Microfinance is a comparatively small component of Gates’ financial inclusion portfolio, which has awarded close to $950 million in grants since 2005. But we’re talking about Gates, so its microfinance grants still amount to a pretty good chunk of change. Of those investments, though, very few have gone to support microfinance models related to education.
This isn’t really that surprising, since the Gates Foundation has long focused on its education work in the United States and has plenty of other fish to fry with its global funding. On the other hand, given Gates's goals in the global development space, it would seem only a matter of time before education became a bigger focus, especially given how much action there is in this area in poor countries, including interesting new models for expanding low-cost schools and financing higher education, as we've reported.
Along these lines, we were intrigued to see that the Gates Foundation recently awarded Opportunity International $1 million to support its education finance program.
Opportunity International has been on a serious education kick for some time now. It's committed to educating over 124 million out-of-school children, setting its initial sights on helping 2 million children by 2017. One way in which it is working toward achieving that goal is through its education finance model.
This program set out on a path to use microfinance as an integral tool in the “critical first step in sending and keeping kids in school.” The program offers loans for school improvements, school fees and supplies, and an insurance program that pays children’s school fees if their parents or guardians become ill or die.
Since 2012, Opportunity International has reached more than 1.5 million children across 10 least-developed countries and made 130,000 education loans totaling over $72 million. In fact, its education portfolio has grown in value by around 300 percent since then. A matter to which Gates has certainly taken notice, given its recent $1 million investment in Opportunity International’s education finance model.
To be clear, the Gates Foundation already has an established funding relationship with Opportunity International. Including this latest give, the foundation has written over $16.5 million in grants to Opportunity beginning in 2005. While all of those grants—the largest being an $8 million award to expand savings and agricultural finance in Africa—were associated with financial inclusion and microfinance, none went toward education finance. So this is new ground.
The $1 million grant is dedicated to the expansion of Opportunity International’s Education Finance initiatives “in Uganda and beyond.” Why the focus on Africa? One reason is because around half of those 124 million out-of-school children live in sub-Saharan Africa.

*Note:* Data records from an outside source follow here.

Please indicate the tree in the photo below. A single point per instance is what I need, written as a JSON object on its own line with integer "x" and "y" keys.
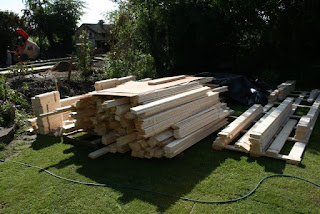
{"x": 55, "y": 20}
{"x": 217, "y": 35}
{"x": 9, "y": 21}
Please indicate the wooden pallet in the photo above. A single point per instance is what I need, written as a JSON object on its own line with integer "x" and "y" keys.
{"x": 282, "y": 136}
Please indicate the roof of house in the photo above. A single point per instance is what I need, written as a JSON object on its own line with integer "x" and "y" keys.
{"x": 97, "y": 28}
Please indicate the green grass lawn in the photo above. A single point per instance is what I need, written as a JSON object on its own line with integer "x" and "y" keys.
{"x": 200, "y": 173}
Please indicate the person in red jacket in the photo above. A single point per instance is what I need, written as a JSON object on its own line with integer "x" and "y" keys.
{"x": 26, "y": 49}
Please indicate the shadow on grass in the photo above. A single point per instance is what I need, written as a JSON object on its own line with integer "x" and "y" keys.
{"x": 44, "y": 141}
{"x": 177, "y": 176}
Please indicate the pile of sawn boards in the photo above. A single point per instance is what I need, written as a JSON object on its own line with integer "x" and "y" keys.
{"x": 267, "y": 131}
{"x": 152, "y": 118}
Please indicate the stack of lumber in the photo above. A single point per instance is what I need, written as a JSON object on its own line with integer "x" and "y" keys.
{"x": 260, "y": 136}
{"x": 307, "y": 122}
{"x": 282, "y": 91}
{"x": 228, "y": 134}
{"x": 49, "y": 109}
{"x": 153, "y": 118}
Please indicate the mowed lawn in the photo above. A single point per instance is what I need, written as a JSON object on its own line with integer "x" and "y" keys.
{"x": 199, "y": 173}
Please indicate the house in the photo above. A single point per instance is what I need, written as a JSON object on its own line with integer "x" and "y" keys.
{"x": 99, "y": 36}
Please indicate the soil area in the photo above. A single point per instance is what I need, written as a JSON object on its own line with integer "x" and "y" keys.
{"x": 38, "y": 83}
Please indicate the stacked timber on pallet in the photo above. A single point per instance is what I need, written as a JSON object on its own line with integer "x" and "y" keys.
{"x": 259, "y": 137}
{"x": 282, "y": 91}
{"x": 53, "y": 114}
{"x": 265, "y": 134}
{"x": 233, "y": 130}
{"x": 307, "y": 122}
{"x": 153, "y": 118}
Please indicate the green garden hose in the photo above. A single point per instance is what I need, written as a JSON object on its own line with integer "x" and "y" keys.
{"x": 163, "y": 193}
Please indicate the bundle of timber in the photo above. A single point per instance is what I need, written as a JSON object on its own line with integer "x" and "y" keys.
{"x": 282, "y": 91}
{"x": 259, "y": 137}
{"x": 265, "y": 131}
{"x": 150, "y": 118}
{"x": 153, "y": 118}
{"x": 53, "y": 114}
{"x": 307, "y": 122}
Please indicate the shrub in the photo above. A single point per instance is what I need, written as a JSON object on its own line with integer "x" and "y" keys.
{"x": 7, "y": 113}
{"x": 138, "y": 64}
{"x": 83, "y": 54}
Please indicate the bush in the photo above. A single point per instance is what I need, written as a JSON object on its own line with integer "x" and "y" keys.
{"x": 138, "y": 64}
{"x": 10, "y": 101}
{"x": 83, "y": 54}
{"x": 7, "y": 113}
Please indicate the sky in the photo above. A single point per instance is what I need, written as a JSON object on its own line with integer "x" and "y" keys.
{"x": 94, "y": 11}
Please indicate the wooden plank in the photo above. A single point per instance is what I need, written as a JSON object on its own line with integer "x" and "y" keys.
{"x": 57, "y": 111}
{"x": 268, "y": 107}
{"x": 200, "y": 103}
{"x": 165, "y": 92}
{"x": 109, "y": 138}
{"x": 269, "y": 121}
{"x": 165, "y": 124}
{"x": 166, "y": 80}
{"x": 105, "y": 84}
{"x": 241, "y": 122}
{"x": 125, "y": 79}
{"x": 198, "y": 122}
{"x": 134, "y": 88}
{"x": 281, "y": 139}
{"x": 121, "y": 141}
{"x": 244, "y": 142}
{"x": 167, "y": 103}
{"x": 296, "y": 153}
{"x": 220, "y": 89}
{"x": 313, "y": 94}
{"x": 115, "y": 102}
{"x": 178, "y": 146}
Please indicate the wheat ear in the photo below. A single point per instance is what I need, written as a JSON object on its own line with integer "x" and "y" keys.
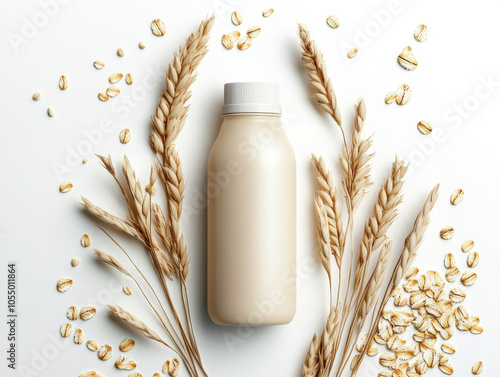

The Gates grant will fund “the first open platform credit model for education lending.” Opportunity’s financial technology partner, MyBucks, is developing credit and credit-scoring algorithms that will hopefully provide more families access to education loans while at the same time offering increasingly cost-effective models for financial institutions. This all adds up to more kids in class and more financial institutions participating in the education finance market.
Nathan Byrd, lead of the education finance program at Opportunity, explains further, saying, “This project will create fully responsive and flexible credit models. That will in turn give families and school administrators in low-income communities access to financial services that have been typically reserved for middle and upper income communities.”
Is this the beginning of a new flow of Gates grants into the burgeoning global development education space? Stayed tuned.